Saturday, July 24, 2010
Problems With Music 2
Jazz has mistakenly been labelled America's only indigenous art form. It is actually a musical idiom that contains elements that can be traced from American popular music of the 19th and early 20th centuries to West Africa.
Over the years I have found jazz an exalting alternative to the music that, according to my "demographics," I was supposed to like - rock, pop, country, etc. Since I started listening to classical music, which is gloriously alien to every conceivable demographic, I was never fooled into listening to any of the music of my age, or age group, merely because it was inescapable or because all my friends were listening to it.
But because classical music was composed long before my lifetime, I had to seek for examples of how a musical intelligence reacted to the age in which I live from other sources.

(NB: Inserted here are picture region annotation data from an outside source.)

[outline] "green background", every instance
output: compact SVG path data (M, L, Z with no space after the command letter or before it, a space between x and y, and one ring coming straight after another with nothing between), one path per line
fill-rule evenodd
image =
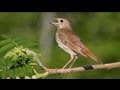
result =
M41 51L41 62L49 68L62 68L70 59L69 54L57 46L55 41L56 27L43 30L51 20L44 23L44 14L54 14L55 17L67 18L73 31L82 39L86 46L103 63L112 63L120 60L120 13L119 12L9 12L0 13L0 34L13 37L24 37L38 43ZM44 18L43 18L44 17ZM51 17L50 17L51 18ZM45 24L45 23L44 23ZM42 27L42 28L41 28ZM50 34L41 39L47 32ZM43 40L43 41L41 41ZM48 40L48 41L46 41ZM45 43L45 47L41 43ZM51 46L48 43L51 42ZM44 48L45 53L44 53ZM50 50L47 53L47 50ZM89 58L80 56L73 67L95 64ZM120 78L120 69L90 70L65 75L50 75L46 78L96 79Z

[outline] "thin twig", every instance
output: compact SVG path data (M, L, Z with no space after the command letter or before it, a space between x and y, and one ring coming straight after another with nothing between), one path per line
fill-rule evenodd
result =
M96 69L111 69L120 67L120 62L109 63L109 64L97 64L97 65L90 65L90 66L82 66L70 69L49 69L47 68L46 71L49 74L65 74L65 73L72 73L72 72L80 72L85 70L96 70Z

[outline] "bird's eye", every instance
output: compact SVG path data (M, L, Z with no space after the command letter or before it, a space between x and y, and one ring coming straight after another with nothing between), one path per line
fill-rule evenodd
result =
M63 22L63 20L60 20L60 22L62 23L62 22Z

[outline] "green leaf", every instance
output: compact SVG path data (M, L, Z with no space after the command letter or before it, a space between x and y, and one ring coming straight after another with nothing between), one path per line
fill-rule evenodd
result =
M7 44L0 48L0 53L4 53L9 51L10 49L14 48L16 45L14 43Z
M0 41L0 46L6 45L6 44L11 43L11 42L12 42L11 39L2 40L2 41Z

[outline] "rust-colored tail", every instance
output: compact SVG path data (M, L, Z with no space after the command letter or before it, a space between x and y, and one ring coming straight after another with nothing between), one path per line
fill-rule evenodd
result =
M103 64L88 48L83 48L81 52L85 55L93 59L98 64Z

The trouble with jazz, as I quickly learned, was that it is more about musicians than about music. If you were to call in to a late night jazz radio request line and ask them to play "My Funny Valentine," they would ask you, "Whose?" Ben Webster's or Paul Desmond's? Ella Fitzgerald's or Tony Bennett's? Miles Davis's or Chet Baker's? The interpretation of the individual musician is what jazz is about, not whatever song they happen to be playing. In fact, the song is only a pretext for the musician's playing.
The other trouble with jazz, which is supposed to be one of its greatest strengths, is its heavy reliance on improvisation, on the moment when a musician creates something from nothing. Beethoven was a brilliant pianist - in fact it was his virtuosity at the instrument that make his compositions for piano so magnificent. But Beethoven, great as he was at the piano, could never have improvised the Moonlight Sonata. Improvisation is an important part of creation, but it is only a jumping off point for a composer, a place to begin the laborious process of creating a complex and thought-out musical statement.

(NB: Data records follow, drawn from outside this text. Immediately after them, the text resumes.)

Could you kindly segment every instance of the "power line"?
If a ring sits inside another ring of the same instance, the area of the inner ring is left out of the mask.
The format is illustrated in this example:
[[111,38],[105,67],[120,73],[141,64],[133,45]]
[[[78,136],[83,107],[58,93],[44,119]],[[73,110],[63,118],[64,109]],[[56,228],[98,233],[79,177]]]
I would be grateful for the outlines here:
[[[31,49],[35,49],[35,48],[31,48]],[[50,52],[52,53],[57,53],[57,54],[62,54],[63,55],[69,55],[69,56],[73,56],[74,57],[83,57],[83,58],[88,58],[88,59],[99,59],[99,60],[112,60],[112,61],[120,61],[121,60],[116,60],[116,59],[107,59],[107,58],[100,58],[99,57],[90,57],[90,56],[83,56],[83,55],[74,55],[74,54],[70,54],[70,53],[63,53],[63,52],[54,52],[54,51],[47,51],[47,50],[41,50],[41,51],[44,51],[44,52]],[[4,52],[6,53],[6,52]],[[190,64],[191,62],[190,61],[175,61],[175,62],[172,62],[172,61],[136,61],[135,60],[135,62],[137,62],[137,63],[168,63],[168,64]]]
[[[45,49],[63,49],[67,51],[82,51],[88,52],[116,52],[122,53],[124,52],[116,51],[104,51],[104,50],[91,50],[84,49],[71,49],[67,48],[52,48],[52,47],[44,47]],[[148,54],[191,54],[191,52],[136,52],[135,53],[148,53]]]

Jazz abhors such structuring, and is always straying away from the notes of a song as written. Some of the finest jazz musicians have turned to song-writing, and have incorporated their own styles of playing in their music. But Duke Ellington, for example, drew a line between the music he created with his jazz ensemble and his "serious" concert pieces, most of which were never performed in his lifetime. This showed a respect for composition, with its emphasis on the music - a music that has a life of its own, whomever chooses to perform it.

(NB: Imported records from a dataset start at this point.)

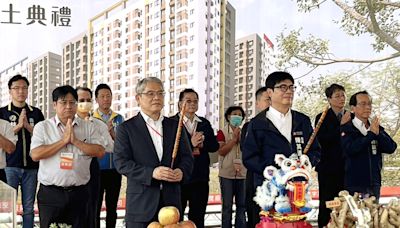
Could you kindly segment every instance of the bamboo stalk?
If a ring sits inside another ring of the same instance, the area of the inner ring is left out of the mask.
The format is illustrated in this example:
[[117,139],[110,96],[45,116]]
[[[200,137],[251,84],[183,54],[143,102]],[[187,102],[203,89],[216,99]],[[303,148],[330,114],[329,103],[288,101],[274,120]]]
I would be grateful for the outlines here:
[[324,119],[326,117],[326,114],[328,113],[328,110],[329,110],[329,105],[327,105],[325,107],[325,110],[322,112],[321,117],[319,118],[317,125],[315,125],[314,131],[311,134],[310,139],[308,139],[308,142],[307,142],[306,147],[304,148],[303,154],[307,154],[308,151],[310,150],[310,147],[313,144],[313,142],[315,140],[315,137],[317,136],[319,128],[321,127],[322,123],[324,122]]
[[171,168],[173,168],[176,155],[178,154],[179,140],[181,139],[182,127],[183,127],[183,117],[185,116],[185,107],[186,107],[186,102],[183,102],[181,108],[181,116],[179,117],[179,122],[178,122],[178,130],[176,131],[174,150],[172,151]]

Jazz, at least as I have come to understand it, has ossified since the 1960s, when leading exponents of the idiom, John Coltrane, Miles Davis, Herbie Hancock, etc., tried to incorporate various other musical trends. Other musicians simply continue to play the Post-Bop style, regardless of the forces that threatened to kill jazz or turn it into some other kind of music, like "smooth jazz," which seems to be where jazz goes when it dies.
Some talented jazz musicians - too many - abandoned jazz for a hybrid form of "instrumental pop," as David Sanborn once called it, merely because they wanted their music to be heard. This was a rather foolish mistake, in my opinion, since it deprives both the musician and his potential listeners of the music he should have been making.
But it is entirely understandable when you consider that jazz music only accounts for three per cent of worldwide CD sales, which is a heartbreaking statistic.